Photograph courtesy of the Library & Museum of Freemasonry
The design exterior by architect
Frederick Cockerell. The Foundation
Stone was laid in April 1864
One of the more unusual collections within the Grand Lodge
archives relates to the Freemasons’ Tontine which was one
of the ways in which funds were raised to build the first
Freemasons’ Hall in the 1770s. Although tontines are now
illegal in most countries including Britain (possibly because
they encouraged the murder of beneficiaries!), in the 1700s
they were widely used.
So what is a tontine? The Oxford English Dictionary
defines the word tontine as meaning:
A financial scheme by which the subscribers to a loan or common fund
receive each an annuity during his life, which increases as their number
is diminished by death, till the last survivor enjoys the whole income.
The word itself derives from the name of the man credited
with inventing the idea, Lorenzo de Tonti. In 1653 Tonti,
an Italian who established a political career for himself in
France, presented to the French king, Louis XIV, a scheme
to raise money by inviting contributions from citizens who
would receive a share of the fund’s income whilst they were
Once all contributors were dead the capital would revert to
the state. He described the idea as “a gold mine for the king …

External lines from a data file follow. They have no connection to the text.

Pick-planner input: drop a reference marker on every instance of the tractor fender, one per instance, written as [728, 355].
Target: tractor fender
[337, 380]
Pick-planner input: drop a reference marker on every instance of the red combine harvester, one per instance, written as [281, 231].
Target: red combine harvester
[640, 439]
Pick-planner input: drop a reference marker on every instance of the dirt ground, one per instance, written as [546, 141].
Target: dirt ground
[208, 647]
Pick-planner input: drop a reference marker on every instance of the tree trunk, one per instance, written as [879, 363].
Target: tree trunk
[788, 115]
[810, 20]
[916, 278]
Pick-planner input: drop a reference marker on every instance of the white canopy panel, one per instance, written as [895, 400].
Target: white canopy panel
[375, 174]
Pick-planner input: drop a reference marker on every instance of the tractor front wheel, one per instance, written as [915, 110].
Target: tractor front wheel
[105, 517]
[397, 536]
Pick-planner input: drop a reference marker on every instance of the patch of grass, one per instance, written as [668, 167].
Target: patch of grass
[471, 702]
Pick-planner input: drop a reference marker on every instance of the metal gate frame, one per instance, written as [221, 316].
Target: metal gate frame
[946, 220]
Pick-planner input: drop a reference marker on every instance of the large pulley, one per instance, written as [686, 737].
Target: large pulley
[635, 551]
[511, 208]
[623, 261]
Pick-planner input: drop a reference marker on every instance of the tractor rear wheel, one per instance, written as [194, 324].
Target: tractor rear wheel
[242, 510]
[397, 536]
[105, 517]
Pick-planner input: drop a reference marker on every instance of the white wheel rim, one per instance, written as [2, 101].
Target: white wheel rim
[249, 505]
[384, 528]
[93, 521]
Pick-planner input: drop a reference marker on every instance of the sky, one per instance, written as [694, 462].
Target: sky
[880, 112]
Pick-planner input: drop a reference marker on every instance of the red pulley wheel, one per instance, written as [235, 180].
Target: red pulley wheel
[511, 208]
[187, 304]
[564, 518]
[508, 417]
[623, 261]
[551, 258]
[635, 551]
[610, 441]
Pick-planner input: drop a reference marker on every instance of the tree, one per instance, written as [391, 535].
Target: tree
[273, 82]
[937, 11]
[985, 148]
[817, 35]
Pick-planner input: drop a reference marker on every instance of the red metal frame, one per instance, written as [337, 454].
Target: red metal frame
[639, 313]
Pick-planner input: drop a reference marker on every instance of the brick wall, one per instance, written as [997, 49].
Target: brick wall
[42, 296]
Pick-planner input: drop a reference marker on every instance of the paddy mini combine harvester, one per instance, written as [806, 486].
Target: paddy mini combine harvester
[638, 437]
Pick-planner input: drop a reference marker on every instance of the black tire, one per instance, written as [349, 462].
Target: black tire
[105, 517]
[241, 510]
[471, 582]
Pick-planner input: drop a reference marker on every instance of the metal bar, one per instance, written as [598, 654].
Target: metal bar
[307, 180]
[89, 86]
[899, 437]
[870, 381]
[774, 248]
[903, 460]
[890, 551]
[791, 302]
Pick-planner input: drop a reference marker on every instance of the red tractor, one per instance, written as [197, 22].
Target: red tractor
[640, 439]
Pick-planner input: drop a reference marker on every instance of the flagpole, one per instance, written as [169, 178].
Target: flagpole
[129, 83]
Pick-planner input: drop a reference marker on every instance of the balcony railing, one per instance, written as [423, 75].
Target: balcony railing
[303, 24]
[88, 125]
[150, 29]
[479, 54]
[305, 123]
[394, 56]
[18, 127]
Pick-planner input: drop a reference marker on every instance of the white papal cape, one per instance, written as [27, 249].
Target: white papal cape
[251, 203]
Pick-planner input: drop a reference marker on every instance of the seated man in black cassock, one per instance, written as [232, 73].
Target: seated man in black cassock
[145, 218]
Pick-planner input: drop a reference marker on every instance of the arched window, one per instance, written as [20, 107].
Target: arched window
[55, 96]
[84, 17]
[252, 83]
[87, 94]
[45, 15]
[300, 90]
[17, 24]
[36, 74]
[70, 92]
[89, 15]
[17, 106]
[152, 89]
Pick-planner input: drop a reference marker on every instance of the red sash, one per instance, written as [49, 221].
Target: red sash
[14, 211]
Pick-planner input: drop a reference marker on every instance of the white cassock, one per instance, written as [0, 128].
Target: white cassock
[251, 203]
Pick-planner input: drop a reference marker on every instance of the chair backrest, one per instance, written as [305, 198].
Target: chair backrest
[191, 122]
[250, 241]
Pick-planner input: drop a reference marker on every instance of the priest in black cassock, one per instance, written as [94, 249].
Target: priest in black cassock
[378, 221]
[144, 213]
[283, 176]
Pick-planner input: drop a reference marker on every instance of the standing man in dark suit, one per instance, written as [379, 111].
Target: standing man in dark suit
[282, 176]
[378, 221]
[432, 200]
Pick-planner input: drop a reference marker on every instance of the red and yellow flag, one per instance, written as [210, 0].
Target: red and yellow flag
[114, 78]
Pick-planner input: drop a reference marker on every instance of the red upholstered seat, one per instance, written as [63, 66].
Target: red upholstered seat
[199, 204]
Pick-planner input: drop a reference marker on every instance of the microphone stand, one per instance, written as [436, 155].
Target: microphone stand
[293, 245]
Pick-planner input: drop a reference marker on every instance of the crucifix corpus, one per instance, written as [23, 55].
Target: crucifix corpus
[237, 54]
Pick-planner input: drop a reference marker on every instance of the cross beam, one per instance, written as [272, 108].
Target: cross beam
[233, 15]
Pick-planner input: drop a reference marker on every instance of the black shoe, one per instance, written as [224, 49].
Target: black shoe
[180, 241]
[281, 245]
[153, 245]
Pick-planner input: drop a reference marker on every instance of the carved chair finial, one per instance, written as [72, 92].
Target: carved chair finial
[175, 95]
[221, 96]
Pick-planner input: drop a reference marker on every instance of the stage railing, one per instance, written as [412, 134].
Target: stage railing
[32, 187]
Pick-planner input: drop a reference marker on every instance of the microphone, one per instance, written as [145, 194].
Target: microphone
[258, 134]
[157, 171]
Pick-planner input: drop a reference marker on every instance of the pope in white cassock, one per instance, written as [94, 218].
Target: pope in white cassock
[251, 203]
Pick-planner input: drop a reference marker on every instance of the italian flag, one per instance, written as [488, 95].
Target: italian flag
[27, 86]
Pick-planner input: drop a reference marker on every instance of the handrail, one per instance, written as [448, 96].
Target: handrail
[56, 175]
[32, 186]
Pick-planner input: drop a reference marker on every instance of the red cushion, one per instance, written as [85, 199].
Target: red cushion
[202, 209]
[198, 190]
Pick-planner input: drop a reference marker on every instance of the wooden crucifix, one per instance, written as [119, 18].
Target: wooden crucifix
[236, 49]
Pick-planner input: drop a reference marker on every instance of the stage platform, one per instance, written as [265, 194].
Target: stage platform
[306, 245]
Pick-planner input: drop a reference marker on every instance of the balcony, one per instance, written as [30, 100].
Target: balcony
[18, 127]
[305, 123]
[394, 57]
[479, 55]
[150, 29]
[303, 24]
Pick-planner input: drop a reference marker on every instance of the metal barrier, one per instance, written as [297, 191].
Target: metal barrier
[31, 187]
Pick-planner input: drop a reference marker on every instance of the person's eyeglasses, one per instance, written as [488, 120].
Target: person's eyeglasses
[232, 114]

a treasure hidden away in the realm”. The scheme was not
taken forward by the French parliament until 1689, a few
years after Tonti’s death in 1684, the resulting tontine raising
3.5 million livres.
England’s first tontine was organised by the Government
in 1693. It had limited success as only 10% of the target
amount was raised. However, tontines continued to be
used throughout the 1700s, less so by the Government but
increasingly by organisations, often to raise capital to fund
building projects. The evidence of this is demonstrated
through the number of Tontine Streets and Tontine Hotels
that are still in existence today.
The suggestion of raising money to fund the building of the
first Freemasons’ Hall through a tontine was considered at a
meeting at the Thatched House Tavern on 16 February 1775.

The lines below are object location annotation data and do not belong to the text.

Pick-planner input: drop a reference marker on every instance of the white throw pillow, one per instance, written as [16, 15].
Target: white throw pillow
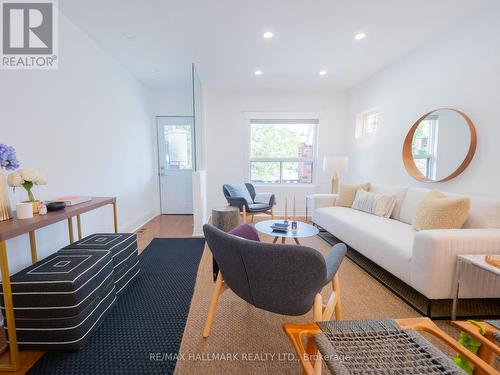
[376, 204]
[414, 196]
[398, 191]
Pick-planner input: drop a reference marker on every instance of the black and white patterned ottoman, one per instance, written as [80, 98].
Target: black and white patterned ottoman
[60, 300]
[123, 247]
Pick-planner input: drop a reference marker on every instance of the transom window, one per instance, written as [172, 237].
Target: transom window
[282, 151]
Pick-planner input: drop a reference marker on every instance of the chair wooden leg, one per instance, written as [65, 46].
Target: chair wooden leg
[213, 305]
[338, 304]
[318, 308]
[317, 316]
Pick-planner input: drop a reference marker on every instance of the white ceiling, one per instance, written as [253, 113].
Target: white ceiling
[224, 37]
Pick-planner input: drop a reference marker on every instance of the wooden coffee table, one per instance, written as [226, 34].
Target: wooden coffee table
[303, 230]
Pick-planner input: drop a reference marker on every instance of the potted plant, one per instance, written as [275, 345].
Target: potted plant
[27, 178]
[8, 161]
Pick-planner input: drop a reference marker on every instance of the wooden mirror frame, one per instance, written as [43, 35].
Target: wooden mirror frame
[409, 163]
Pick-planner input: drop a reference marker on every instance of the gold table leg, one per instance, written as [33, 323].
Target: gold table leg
[79, 227]
[9, 312]
[70, 230]
[34, 257]
[115, 217]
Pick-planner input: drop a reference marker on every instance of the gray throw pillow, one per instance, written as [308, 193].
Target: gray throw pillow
[239, 191]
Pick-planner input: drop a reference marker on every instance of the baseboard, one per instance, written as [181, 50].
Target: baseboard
[143, 222]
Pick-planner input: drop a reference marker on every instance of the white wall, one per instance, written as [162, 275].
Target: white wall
[228, 137]
[460, 69]
[173, 102]
[88, 127]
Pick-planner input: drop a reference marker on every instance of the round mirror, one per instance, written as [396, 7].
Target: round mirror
[440, 145]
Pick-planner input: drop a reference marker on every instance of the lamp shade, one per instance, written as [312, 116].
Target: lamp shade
[338, 164]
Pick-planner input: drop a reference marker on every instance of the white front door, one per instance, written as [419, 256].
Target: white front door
[176, 149]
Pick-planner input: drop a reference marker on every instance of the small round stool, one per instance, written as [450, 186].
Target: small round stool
[225, 218]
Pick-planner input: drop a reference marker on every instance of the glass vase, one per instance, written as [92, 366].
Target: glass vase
[5, 210]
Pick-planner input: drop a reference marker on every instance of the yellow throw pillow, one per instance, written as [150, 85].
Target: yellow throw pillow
[437, 211]
[347, 194]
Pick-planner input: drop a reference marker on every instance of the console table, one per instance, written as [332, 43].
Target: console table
[14, 228]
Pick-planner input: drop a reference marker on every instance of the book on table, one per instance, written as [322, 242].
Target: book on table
[281, 227]
[72, 200]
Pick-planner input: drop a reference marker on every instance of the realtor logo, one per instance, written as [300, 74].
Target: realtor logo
[29, 34]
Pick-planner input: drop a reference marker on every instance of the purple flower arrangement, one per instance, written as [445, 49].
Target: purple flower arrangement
[8, 159]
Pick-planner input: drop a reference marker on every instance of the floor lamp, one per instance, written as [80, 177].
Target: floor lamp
[335, 165]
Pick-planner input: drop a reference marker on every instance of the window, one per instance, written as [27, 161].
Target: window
[282, 151]
[178, 145]
[424, 146]
[366, 123]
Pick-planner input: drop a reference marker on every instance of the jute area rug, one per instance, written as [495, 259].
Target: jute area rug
[246, 340]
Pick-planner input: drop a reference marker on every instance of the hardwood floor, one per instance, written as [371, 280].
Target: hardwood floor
[161, 226]
[164, 226]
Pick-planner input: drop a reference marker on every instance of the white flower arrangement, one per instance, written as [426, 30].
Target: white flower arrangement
[26, 178]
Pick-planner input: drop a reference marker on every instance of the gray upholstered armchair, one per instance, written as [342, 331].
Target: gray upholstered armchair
[248, 201]
[284, 279]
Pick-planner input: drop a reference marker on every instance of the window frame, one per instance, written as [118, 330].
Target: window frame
[312, 118]
[361, 127]
[431, 155]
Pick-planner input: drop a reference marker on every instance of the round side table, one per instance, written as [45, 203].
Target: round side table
[303, 230]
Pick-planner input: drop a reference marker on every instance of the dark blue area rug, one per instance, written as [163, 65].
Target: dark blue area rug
[143, 331]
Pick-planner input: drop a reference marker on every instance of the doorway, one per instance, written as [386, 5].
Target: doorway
[177, 160]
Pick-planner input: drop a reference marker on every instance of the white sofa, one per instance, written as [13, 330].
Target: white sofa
[425, 260]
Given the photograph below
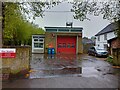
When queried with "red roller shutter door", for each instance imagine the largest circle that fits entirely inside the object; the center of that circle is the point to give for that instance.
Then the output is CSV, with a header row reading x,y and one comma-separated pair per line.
x,y
66,44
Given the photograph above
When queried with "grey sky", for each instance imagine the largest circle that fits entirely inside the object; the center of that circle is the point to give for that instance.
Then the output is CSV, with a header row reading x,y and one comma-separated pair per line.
x,y
53,19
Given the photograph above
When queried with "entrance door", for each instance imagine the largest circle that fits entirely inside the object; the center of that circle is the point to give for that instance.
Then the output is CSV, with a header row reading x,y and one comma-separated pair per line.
x,y
66,44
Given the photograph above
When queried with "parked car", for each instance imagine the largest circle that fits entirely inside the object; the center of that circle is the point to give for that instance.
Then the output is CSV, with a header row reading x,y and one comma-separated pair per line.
x,y
97,51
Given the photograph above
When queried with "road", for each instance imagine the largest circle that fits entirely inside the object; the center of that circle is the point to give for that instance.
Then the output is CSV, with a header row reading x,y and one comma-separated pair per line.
x,y
68,71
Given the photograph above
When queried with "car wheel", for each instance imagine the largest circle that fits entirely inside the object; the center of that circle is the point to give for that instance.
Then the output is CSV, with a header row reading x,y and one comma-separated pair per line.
x,y
95,55
88,53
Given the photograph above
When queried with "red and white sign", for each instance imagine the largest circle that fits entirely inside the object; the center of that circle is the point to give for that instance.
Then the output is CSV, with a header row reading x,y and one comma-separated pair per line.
x,y
7,53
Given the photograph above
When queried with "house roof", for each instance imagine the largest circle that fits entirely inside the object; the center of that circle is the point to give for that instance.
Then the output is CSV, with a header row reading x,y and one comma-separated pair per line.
x,y
109,28
110,40
63,29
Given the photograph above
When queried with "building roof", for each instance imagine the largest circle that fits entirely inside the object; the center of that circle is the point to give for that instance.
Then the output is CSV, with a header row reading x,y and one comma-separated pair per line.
x,y
63,29
109,28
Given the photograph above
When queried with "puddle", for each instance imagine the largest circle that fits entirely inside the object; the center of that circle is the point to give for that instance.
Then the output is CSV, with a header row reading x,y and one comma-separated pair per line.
x,y
45,65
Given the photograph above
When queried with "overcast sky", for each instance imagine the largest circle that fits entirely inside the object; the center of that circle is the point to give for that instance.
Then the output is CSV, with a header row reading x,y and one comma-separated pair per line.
x,y
54,19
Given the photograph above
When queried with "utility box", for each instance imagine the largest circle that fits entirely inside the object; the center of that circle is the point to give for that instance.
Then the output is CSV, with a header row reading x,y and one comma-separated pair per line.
x,y
38,43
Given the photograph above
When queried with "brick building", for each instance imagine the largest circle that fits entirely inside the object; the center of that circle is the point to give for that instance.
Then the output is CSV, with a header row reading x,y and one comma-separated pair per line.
x,y
66,40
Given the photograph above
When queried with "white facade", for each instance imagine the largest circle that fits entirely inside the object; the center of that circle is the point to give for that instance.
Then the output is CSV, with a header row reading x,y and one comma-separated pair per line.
x,y
101,40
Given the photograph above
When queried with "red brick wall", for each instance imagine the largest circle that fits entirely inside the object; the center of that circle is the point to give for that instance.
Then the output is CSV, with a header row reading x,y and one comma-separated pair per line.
x,y
115,43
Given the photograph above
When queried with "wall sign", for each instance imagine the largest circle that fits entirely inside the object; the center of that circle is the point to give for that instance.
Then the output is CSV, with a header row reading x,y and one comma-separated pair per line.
x,y
7,53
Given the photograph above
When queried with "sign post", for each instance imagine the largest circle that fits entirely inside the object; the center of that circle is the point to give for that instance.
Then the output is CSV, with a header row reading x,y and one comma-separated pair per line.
x,y
7,53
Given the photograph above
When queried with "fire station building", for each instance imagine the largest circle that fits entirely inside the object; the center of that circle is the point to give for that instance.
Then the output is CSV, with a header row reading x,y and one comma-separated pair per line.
x,y
64,40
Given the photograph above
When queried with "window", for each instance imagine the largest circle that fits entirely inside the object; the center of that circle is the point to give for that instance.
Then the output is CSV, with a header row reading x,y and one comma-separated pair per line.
x,y
98,38
105,36
35,39
38,45
41,40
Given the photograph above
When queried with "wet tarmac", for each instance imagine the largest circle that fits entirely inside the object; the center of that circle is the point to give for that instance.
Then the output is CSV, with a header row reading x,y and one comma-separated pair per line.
x,y
68,71
43,66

At a meeting of Grand Lodge on 22 February the scheme
“which would immediately raise a sum of £5,000 to carry
into execution the design of the Society in building a Hall
by granting annuities for lives” was formally approved.
John Allen, Provincial Grand Master for Lancashire,
prepared “Proposals” for the regulation of the tontine,
which were later printed “for the use of the subscribers”.
In the Freemasons’ Tontine there were 100 shares of £50
each. (The modern equivalent in terms of spending power
would be £3,000).
There were no problems finding subscribers, indeed the
minutes of the meeting of 16 February (before the scheme had
been officially approved by Grand Lodge) record that after the
resolution was passed “25 lives [were] subscribed for”.